About a week ago the United States Court of Appeals for the DC Circuit told a lower court that it was wrong to dismiss out of hand and must reconsider a claim “whether the Due Process Clause [of the U.S. Constitution] protects the right of terminally ill patients to decide, without FDA interference, to assume the risks of using potentially life-saving investigational new drugs that the FDA has yet to approve . . .” See Abigail Alliance for Better Access to Developmental Drugs v. FDA. The opinion is filled with qualifiers, as it must be given the state of constitutional law in this area, but it is instructive for just that reason and nonetheless remarkable.
Since roughly the Progressive Era, the principle of liberty has been under direct attack by those who have largely succeeded in gutting the Constitution’s due process clauses. Previously, the U.S. Supreme Court understood the Constitution’s guarantee of “due process” to protect individuals against legislative acts that were not enacted in furtherance of legitimate governmental purposes, but were mere acts of force wielded at the behest of majority vote. In the 1874 case of Loan Association v. Topeka, for instance, the Court wrote that:
“[T]here are…rights in every free government beyond the control of the State.”
“There are limitations on such power which grow out of the essential nature of all free governments….No court, for instance, would hesitate to declare void a statute which enacted that A. and B. who were husband and wife to each other should be so no longer, but that A. should thereafter be the husband of C., and B. the wife of D. Or which should enact that the homestead now owned by A. should no longer be his, but should henceforth be the property of B….”

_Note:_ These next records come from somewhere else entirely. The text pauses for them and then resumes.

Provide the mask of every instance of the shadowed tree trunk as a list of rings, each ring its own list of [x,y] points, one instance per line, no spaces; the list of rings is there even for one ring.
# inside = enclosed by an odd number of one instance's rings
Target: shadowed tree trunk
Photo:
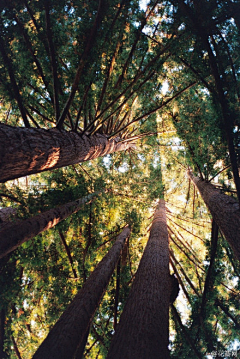
[[[4,354],[4,336],[5,336],[5,310],[0,310],[0,359],[3,359]]]
[[[49,211],[38,214],[32,218],[17,222],[9,222],[0,231],[0,258],[19,247],[22,243],[37,236],[39,233],[50,229],[62,220],[76,213],[87,202],[93,200],[99,193],[91,193],[88,196],[52,208]]]
[[[234,198],[221,193],[211,183],[195,177],[191,171],[188,171],[187,174],[199,190],[202,199],[235,256],[240,260],[240,211],[238,202]]]
[[[161,199],[108,359],[169,358],[170,290],[168,231]]]
[[[0,182],[124,151],[131,141],[0,124]]]
[[[83,359],[83,354],[84,354],[84,350],[85,350],[85,346],[87,344],[87,339],[88,339],[88,335],[90,332],[90,326],[88,327],[85,336],[81,339],[80,341],[80,345],[77,348],[76,353],[74,354],[73,359]]]
[[[82,341],[87,340],[86,332],[129,235],[127,226],[54,325],[33,359],[71,359],[77,353]]]
[[[0,209],[0,231],[6,227],[17,214],[17,209],[13,207],[4,207]]]

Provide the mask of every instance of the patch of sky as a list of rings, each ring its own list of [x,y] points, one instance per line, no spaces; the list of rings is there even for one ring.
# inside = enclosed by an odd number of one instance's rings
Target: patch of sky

“To lay with one hand the power of the government on the property of the citizen, and with the other to bestow it upon favored individuals to aid private enterprises and build up private fortunes, is none the less a robbery because it is done under the forms of law…. This is not legislation. It is a decree under legislative forms.”
The legal doctrine of “substantive due process” embodied the idea that laws violating certain pre-political, moral rights, which establish the purposes of government, may not be upheld, regardless of whether they were enacted with all the right procedures in place. Today the phrase is almost an epithet in many judicial and academic circles because the judiciary has largely institutionalized the view that “due process” does not properly speak to substantive limits on the content of legislation. As the Supreme Court reminded us just last term in the controversial Kelo v. New London eminent domain case, today the government most certainly is able “to lay with one hand the power of the government on the property of the citizen, and with the other to bestow it upon favored individuals,” assuming that before doing so the legislature makes a determination that it will result in some public benefit.
And so it is worth some note that an appellate court has said “[d]espite the FDA’s claims to the contrary . . . it cannot be said that government control of access to potentially life-saving medication ‘is now firmly ingrained in our understanding of the appropriate role of government’ so as to overturn the long-standing tradition of the right of self-preservation.'” It may be difficult for non-lawyers to grasp that this watered down statement is an unusually straightforward defense of the principle of liberty, particularly if one reads the opinion and sees how much more water is spilled. But it may help to consider the thorough confidence of the dissent, which argues that by allowing a lower court to even hear a case on this subject—presenting the most minimal risk to the FDA’s total control over what drugs terminally ill individuals may ingest—the Court has engaged in judicial subjectivism and invented a new individual right “deduced [not from law, but] from abstract concepts of personal autonomy.”
For terminally ill patients to decide solely on their own what drugs they should take ignores the “intense and complicated scientific and moral debates about how best to regulate new drugs” and, according to the dissent, is an affront to the “particular balance already struck by Congress and the Executive.” The right thing to do, under the law as understood by the dissent—which in my estimation is more representative of the majority of judicial opinion—is for these patients to place their faith in democracy, “in which the voices of votes allied with these respondents may one day be heard in the halls of Congress.”
The DC Circuit has said, haltingly, “No,” at least not in this case.